Jetzt bot sich mir das ganze erbärmliche Schauspiel in der Totalen: mein Vater, der so in seine Rammelei vertieft war, dass er rein gar nichts mitbekam, und vor ihm auf dem Schreibtisch die Frau, der er ihren zerfetzten Slip auf den Mund presste. Mit der anderen Hand war er an ihren Titten. Sie hatte die Augen verdreht und Blut im Gesicht und ihre Arme lagen wie leblos neben ihr. Oh Gott oh Gott … Und erst dann sah ich seine braune Lederjacke auf dem Schreibtisch vor meiner Tür, direkt vor meiner Nase. Ohne nachzudenken schnappte ich mir das Ding und holte die Kanone aus der linken Innentasche. Da war sie immer drin, das wusste ich.
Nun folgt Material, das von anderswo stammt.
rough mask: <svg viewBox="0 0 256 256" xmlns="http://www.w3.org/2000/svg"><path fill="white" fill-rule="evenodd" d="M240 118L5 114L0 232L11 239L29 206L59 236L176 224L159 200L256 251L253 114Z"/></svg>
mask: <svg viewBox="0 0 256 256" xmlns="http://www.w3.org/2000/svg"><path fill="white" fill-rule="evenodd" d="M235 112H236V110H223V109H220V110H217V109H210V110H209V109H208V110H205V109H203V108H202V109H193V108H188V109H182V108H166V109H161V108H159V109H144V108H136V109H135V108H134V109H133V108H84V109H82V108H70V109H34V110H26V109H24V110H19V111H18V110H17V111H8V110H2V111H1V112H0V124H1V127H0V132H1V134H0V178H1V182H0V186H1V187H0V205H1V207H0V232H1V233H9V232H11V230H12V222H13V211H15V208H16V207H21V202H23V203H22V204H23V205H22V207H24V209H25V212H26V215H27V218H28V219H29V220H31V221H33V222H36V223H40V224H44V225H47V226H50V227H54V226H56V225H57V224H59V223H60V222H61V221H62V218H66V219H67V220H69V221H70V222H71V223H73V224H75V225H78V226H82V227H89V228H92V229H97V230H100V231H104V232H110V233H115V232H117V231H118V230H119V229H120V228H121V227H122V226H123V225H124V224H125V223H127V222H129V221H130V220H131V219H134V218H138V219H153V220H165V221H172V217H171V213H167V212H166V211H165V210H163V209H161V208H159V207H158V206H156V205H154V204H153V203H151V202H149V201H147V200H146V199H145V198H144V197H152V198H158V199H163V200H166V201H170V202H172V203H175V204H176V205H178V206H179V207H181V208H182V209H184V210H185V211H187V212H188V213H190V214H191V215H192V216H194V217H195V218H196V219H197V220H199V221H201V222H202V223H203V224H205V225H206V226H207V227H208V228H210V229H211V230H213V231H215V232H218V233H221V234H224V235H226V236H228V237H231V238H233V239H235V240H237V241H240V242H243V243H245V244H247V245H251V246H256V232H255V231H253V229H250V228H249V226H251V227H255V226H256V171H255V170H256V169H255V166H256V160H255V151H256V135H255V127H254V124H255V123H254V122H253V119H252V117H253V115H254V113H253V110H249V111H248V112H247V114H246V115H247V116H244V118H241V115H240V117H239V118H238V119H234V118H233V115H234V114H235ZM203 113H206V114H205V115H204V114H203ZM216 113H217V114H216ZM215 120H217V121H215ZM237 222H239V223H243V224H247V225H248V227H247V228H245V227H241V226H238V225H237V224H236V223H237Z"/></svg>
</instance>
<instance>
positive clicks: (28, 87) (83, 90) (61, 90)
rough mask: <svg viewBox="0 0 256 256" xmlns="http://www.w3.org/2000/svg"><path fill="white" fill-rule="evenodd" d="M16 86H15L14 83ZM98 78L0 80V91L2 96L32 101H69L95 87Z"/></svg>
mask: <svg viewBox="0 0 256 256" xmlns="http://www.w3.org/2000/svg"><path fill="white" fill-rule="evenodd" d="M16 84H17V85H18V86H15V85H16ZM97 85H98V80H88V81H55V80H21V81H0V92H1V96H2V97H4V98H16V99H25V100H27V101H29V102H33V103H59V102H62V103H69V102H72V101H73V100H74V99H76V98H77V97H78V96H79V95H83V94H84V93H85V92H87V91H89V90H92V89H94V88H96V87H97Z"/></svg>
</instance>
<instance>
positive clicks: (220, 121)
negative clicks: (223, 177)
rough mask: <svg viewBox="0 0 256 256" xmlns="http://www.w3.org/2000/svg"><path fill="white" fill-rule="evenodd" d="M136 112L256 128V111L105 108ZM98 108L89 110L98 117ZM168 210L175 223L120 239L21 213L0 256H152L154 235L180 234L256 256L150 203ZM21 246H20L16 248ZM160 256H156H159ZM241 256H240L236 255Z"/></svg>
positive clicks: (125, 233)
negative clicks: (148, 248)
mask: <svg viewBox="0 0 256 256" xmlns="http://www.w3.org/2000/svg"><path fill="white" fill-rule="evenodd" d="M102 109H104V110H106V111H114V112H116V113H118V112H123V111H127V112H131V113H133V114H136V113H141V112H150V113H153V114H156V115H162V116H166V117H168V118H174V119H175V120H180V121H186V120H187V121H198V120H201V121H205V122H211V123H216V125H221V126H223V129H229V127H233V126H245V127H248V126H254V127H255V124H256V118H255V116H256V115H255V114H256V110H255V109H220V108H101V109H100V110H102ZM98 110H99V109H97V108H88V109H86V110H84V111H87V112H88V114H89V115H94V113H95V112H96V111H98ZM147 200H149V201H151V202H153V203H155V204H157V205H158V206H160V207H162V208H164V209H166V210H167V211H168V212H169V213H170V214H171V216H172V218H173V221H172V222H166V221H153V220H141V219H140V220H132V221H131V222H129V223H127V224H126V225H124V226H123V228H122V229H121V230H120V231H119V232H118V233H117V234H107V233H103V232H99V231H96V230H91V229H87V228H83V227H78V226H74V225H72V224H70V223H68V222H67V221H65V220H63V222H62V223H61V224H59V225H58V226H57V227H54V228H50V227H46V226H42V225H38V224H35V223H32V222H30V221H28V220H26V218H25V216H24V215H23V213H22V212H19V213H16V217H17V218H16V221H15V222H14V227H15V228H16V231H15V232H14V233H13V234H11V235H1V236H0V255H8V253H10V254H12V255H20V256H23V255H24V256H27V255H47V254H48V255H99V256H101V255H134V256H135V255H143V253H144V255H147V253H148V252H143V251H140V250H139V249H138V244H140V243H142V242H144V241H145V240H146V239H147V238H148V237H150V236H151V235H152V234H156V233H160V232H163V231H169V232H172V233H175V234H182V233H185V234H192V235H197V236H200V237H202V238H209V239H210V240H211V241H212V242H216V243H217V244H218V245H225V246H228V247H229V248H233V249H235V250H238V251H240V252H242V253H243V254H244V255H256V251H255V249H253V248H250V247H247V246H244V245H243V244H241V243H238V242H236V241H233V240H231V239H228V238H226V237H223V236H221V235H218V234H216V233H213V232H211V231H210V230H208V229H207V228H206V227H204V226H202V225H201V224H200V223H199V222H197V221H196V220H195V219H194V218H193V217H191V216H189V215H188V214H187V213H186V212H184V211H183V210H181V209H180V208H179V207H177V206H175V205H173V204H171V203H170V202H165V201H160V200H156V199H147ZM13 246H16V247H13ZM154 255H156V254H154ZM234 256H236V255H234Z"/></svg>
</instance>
Seine Glock kannte ich so gut wie mein Smartphone, die barg echt keine Geheimnisse, er hatte mich ja schon als Zwölfjährigen auf den Schießplatz mitgenommen. Ich entsicherte sie.
Jetzt brauchte ich nicht mehr leise zu sein. Wie ein Berserker schob ich mit der Tür den Schreibtisch in den Raum, der wog wirklich keine Tonne, das war beinahe ein Kinderspiel, aber mein Alter bekam den Krach nun doch mit, drehte sich um und starrte mich entgeistert an.
„Sohnemann, du kleiner Wichser. Na das ist ja eine Überraschung“, konnte er noch sagen.
Dann schoss ich ihm ins rechte Knie. Und dann ins linke.